“请老祖宗做主!”少典时跪在少典桓面前。

    “那孩子怎么样了?”少典桓脸上难得露出温情。

    “这个月各地的灾情报告不断,他睡不好觉,经常做恶梦。”少典时小心谨慎地回答。

    少典桓走出小屋,抬头望天,有些感慨地说:“为什么是他呢?少典国延续至今四千余年,总共才发生两次天灾蚀日,在位时遇到就很倒霉了,他偏偏在夏祭大典碰上。

    如果是叛党控制地的灾情多些还有借口,可灾情大多集中在中、东部,若不是我压制,都城附近也会出现大灾,这国王不换不行呐。”

    少典时压低身体跟在后面,道:“前线官兵的士气大受打击,罴王州和西江两岸连吃败仗,仅中望州在第八军团驰援下稳守战线,王国局势越来越颓靡。”

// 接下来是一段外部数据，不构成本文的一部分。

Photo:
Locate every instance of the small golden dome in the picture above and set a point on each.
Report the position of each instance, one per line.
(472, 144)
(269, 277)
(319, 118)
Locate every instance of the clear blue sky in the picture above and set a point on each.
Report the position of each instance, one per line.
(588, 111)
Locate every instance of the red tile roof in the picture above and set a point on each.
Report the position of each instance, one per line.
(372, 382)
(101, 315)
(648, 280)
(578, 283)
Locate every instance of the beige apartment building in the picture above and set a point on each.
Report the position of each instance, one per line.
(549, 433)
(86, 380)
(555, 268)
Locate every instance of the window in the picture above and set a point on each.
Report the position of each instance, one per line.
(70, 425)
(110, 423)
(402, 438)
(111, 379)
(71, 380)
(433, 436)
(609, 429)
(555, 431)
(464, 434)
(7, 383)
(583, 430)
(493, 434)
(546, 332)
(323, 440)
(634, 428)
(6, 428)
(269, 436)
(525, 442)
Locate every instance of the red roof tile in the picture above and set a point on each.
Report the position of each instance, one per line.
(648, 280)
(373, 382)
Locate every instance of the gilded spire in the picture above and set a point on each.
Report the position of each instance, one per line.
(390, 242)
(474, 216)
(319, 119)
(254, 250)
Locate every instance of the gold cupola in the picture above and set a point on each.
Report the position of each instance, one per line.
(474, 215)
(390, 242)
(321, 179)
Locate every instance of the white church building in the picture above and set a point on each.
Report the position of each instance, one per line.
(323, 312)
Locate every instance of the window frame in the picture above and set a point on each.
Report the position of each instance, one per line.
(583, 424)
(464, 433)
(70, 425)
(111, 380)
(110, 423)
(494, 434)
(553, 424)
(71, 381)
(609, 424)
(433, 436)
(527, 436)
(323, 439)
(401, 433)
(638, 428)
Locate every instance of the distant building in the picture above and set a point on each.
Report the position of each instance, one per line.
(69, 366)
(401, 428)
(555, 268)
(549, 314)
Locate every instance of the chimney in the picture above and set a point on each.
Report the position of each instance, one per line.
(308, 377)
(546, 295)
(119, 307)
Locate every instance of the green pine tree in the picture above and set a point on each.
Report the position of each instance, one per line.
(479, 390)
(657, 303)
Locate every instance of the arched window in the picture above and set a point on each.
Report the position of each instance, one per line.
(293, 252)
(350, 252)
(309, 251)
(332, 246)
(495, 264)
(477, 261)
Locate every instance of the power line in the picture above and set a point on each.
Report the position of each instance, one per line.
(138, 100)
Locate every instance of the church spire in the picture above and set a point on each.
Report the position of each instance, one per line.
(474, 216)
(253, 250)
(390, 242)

    “那就废少典封,立少典淙为新王,你依旧摄政,尽快平定叛党!”少典桓终于拿定主义。

    少典淙为南宫茹生的王子,是先王少典丹的三儿子,现仍在襁褓之中,由王室供奉精心照料着,定期送去给南宫茹太妃哺乳。

    4879年5月1日,少典国王少典封退位,由其弟少典淙接替王位,这就是少典国历史上比较闻名的“天灾废王”。

    沙沙,丁馗将手中的情报捏成一个纸球,忿忿不平地说:“自然灾害跟国王有什么关系?元老院不能提出异议吗?让一个吃饭都不能自理的婴儿当国王,真是千古笑谈!”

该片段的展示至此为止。